This wouldn't be too suprising, as so many things are human constructs (in my humble opinion). For example, color distinction (there's really a spectrum, discrete colors are human), God and religion, money and economy (sorta- interesting work has been done on primates, but hey they are like our retarded cousins), and fashion. Some of these things extend into the animal world, but typically they don't go very far (like I've never seen a croc with a hat, or banana slug accounting). Even our political system is a hierarchy that extends from the same alpha/beta/gamma/delta system you see in social species like the great apes troops, prides of lions, etc- but clearly the political construct is a reflection of our humanity.
So, why not time?
In some ways I agree with the lady. Take the international date line. Is it really a different day on one side of the line vs the other? No. Obviously you can't have half of your body in one time/space point, and the other half one day later but same time/space point...it just doesn't make sense. That line is a human construct that helps to mesh the human perspective (living on a rotating sphere with a big bright sun in the center of our solar system) with the very non-human ticking of the atoms that make us up. Hell, I'd go so far as to say that the second is a purely human construct. Think about it, a second is 1/3600th of an hour, and an hour is 1/24 of a day, and a day is 1/365th of a revolution around our sun...OUR SUN. That's the human bit. A space invader from alpha-centuri isn't going to know what the hell a second is, they'll know what a falkinboo is- that's 1/4598th of a bookinva, which is 1/45 of a revolution around alpha-centuri. Or it's how many times their baby farts in an hour, whatever. The point is that clearly there are some things wrt time that really are human.
But that about time?
Personally, as a scientist, I think that time is one of the few things that is not simply human. We have a time t=0 - um the Big Bang; and we have an absolute metronome- the cesium atom. There was a gun that started the race 13.7 billion years ago, and every time an electron zips around a cesium atom, there is a steady ticking to count off the time between the bang of the gun and where we are now. This is pretty much all that you need to account for time.

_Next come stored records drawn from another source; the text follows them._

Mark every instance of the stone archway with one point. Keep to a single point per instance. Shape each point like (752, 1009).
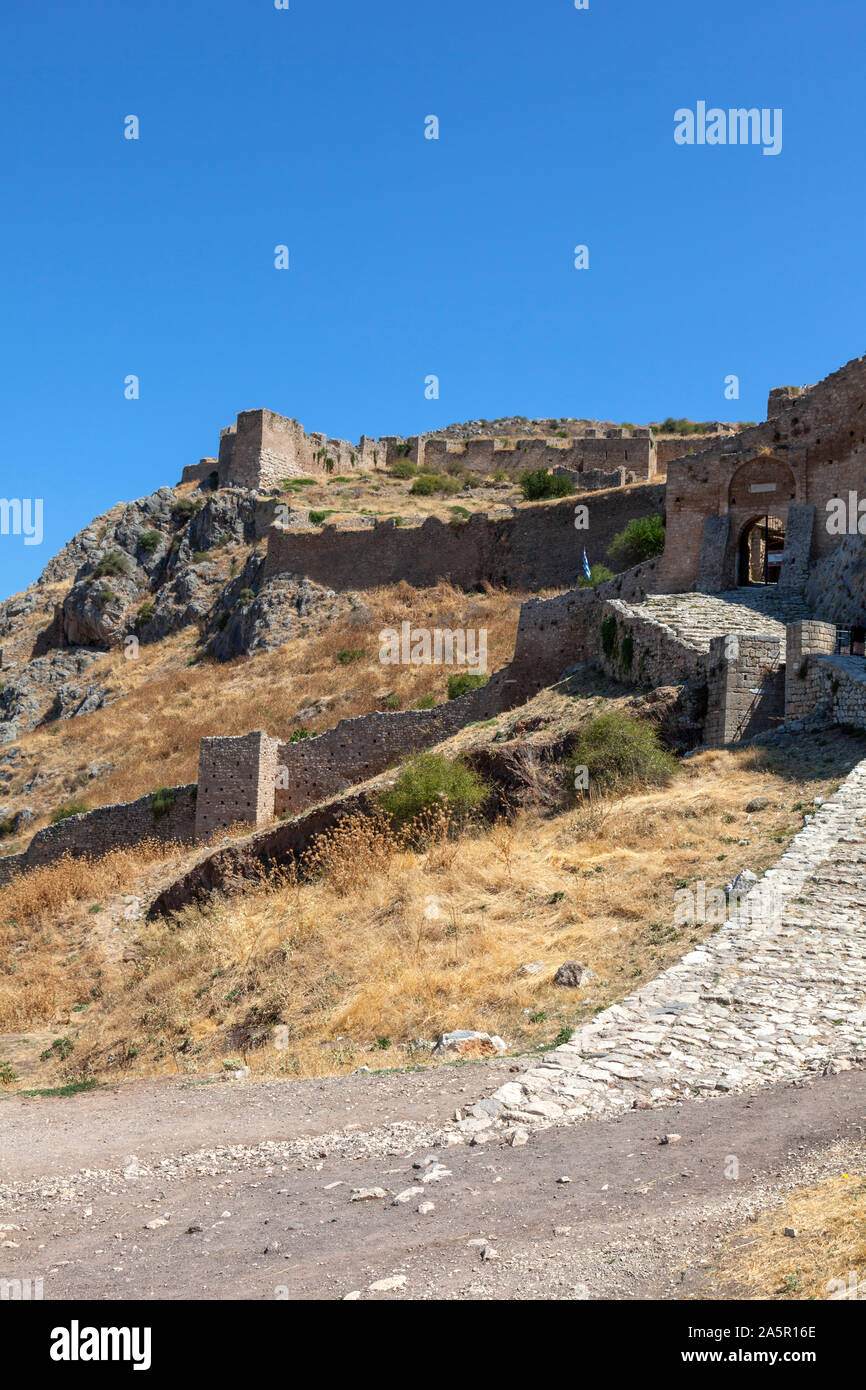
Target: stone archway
(761, 549)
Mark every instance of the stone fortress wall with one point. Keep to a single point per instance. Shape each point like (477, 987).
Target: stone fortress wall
(521, 548)
(811, 449)
(263, 448)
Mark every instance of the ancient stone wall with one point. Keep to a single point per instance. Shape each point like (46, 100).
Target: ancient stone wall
(747, 692)
(599, 451)
(804, 640)
(812, 451)
(524, 548)
(834, 691)
(836, 587)
(237, 780)
(110, 827)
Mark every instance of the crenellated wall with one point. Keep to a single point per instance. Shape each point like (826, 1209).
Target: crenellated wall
(523, 548)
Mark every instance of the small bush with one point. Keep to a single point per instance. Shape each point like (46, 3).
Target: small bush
(430, 483)
(403, 469)
(430, 781)
(538, 484)
(642, 538)
(111, 563)
(459, 685)
(74, 808)
(161, 802)
(598, 573)
(59, 1051)
(185, 509)
(622, 752)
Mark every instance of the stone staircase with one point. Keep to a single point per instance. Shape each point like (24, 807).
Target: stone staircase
(697, 617)
(776, 994)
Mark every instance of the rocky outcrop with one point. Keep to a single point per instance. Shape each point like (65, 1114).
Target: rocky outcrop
(47, 683)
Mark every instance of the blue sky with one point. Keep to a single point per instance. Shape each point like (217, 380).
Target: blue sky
(407, 256)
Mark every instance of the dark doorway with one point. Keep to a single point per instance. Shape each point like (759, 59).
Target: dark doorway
(762, 546)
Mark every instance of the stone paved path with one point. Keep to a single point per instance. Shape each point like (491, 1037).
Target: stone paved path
(772, 997)
(697, 617)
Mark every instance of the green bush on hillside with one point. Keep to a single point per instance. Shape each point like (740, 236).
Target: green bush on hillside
(538, 484)
(641, 540)
(620, 754)
(430, 781)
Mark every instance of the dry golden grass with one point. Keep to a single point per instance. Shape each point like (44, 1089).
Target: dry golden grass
(394, 944)
(152, 733)
(830, 1246)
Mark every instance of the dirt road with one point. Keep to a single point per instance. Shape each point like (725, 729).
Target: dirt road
(238, 1190)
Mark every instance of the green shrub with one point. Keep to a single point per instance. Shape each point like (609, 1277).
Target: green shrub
(186, 508)
(59, 1051)
(430, 781)
(598, 573)
(111, 563)
(403, 469)
(74, 808)
(538, 484)
(642, 538)
(622, 752)
(161, 802)
(150, 541)
(430, 483)
(459, 685)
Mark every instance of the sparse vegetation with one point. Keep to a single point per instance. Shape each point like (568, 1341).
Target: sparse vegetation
(622, 752)
(111, 563)
(463, 683)
(431, 781)
(641, 540)
(72, 808)
(538, 484)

It all gets screwed when you throw in the beautiful wrench that is Relativity. Basically time is not constant and depends on the frame of reference. If the frame of reference is moving or is in a gravitational field (eg Earth/Sun), then atomic clocks will tick differently. This has been proven with GPS satellites. They cruise around in an orbit around the Earth, in a smaller gravitational field than we do down here on Earth's surface, and their on board clocks slowly go out of sync with the ones on Earth. Now consider the Big Bang itself. Imagine the crazy gravity fields and energies and velocities and crazy shit that must have happened in those first few thousand ticks. Who knows what time was doing in those quantum moments.
Perhaps 13.7 billion years isn't so black and white. Perhaps that atomic clock isn't so tick-tock.